Si aprirà venerdì prossimo, davanti alla Corte d’Assise d’Appello di Bolzano, il nuovo processo a carico di Benno Neumair, già condannato all’ergastolo per l’omicidio dei genitori Peter e Laura. L’obiettivo degli avvocati che lo difendono, Flavio Moccia e Angelo Po, è ribaltare il giudizio sull’imputabilità del 33enne, ritenuto capace di intendere e di volere ma affetto da un grave disturbo della personalità. Per questo hanno chiesto che venga sottoposto a una nuova risonanza magnetica.

Benno Neumair, verso il processo d’Appello: in primo grado fu condannato all’ergastolo

Ergastolo con isolamento diurno per un anno, spese e tasse a carico. Questa la pena che, lo scorso 19 novembre, la Corte d’Assise di primo grado di Bolzano aveva riconosciuto a Benno Neumair, il 33enne finito a processo per l’omicidio dei genitori Peter e Laura, consumatosi nel gennaio 2021. Una sentenza che gli avvocati che lo difendono hanno deciso di impugnare, facendone richiesta ad aprile.

I motivi, depositati negli scorsi giorni, sono diversi. Innanzitutto la decisione dei giudici di negare all’imputato la possibilità di essere giudicato con rito abbreviato e poi quella di averlo condannato nonostante lo avessero ritenuto incapace di intendere e di volere al momento del primo omicidio, quello del padre (avvenuto, secondo Benno, dopo che l’uomo lo aveva svegliato).

L’obiettivo è ribaltare il giudizio sulla sua imputabilità. Per questo hanno chiesto che venga sottoposto a una nuova risonanza magnetica. Esame che, nel corso del processo di primo grado, aveva messo in evidenza, nel cervello dell’imputato,

l’assenza di materia grigia, dunque di materia celebrale,

nella zona destra dell’ippocampo. Degenerazione correlata da alcuni esperti all’incapacità di controllarsi. A renderlo noto è il Corriere della Sera.

Il delitto e le successive indagini

Stando a quanto ricostruito nel corso delle indagini, Benno avrebbe strangolato i genitori con un cordino da arrampicata nel loro appartamento di via Castel Roncolo, a Bolzano, il 4 gennaio 2021, gettandone i corpi nelle acque del fiume Adige. I rapporti tra loro erano complicati: a causa delle condizioni di salute del giovane – che, dopo un ricovero coatto in Germania avrebbe dovuto curarsi, ma si rifiutava – litigavano spesso.

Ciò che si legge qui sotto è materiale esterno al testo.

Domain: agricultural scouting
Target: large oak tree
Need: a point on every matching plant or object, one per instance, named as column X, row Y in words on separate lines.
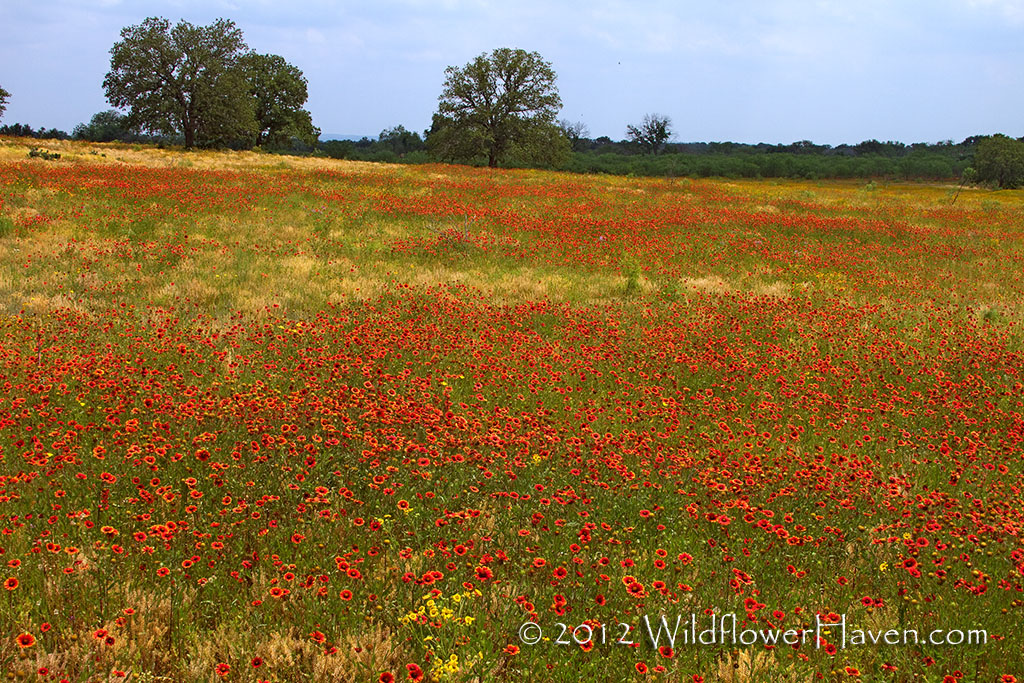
column 182, row 80
column 499, row 107
column 280, row 92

Non si fidavano di lui e ne avevano timore, tanto da chiudere la porta della camera a chiave quando la sera andavano a dormire.

Un timore fondato. Il 5 gennaio il ragazzo ne aveva denunciato la scomparsa, raccontando ai carabinieri della caserma vicino casa che erano andati a farsi una passeggiata in montagna e non avevano mai fatto ritorno. Si era subito ipotizzato che potessero essere rimasti vittime di un incidente. Poi, dall’analisi delle celle telefoniche era emerso un dato importarte: i telefoni cellulari delle vittime risultavano spenti già dalla sera prima. I sospetti, a quel punto, si erano concentrati proprio su Benno, l’ultimo ad averli visti.

Il 18 gennaio era stato iscritto nel registro degli indagati con l’ipotesi di reato di omicidio plurimo e occultamento di cadavere. Nonostante i tentativi di depistaggio, infatti, molte tracce avevano condotto a lui: il ritrovamento di una tanica di acqua ossigenata (usata per ripulire la scena del crimine) all’interno della sua auto – poco prima che riuscisse a raggiungere un autolavaggio -; ma anche l’analisi del suo cellulare, agganciato vicino al ponte Ischia Frizzi, dove erano state rinvenute delle tracce di sangue sulla neve.

Da lì i corpi delle due vittime sarebbero stati gettati nel fiume, secondo gli inquirenti. Sarebbero emersi solo tempo dopo: prima quello di Laura, il 6 febbraio; poi quello di Peter, il 27 aprile successivo. A quel punto Neumair si era già costituito.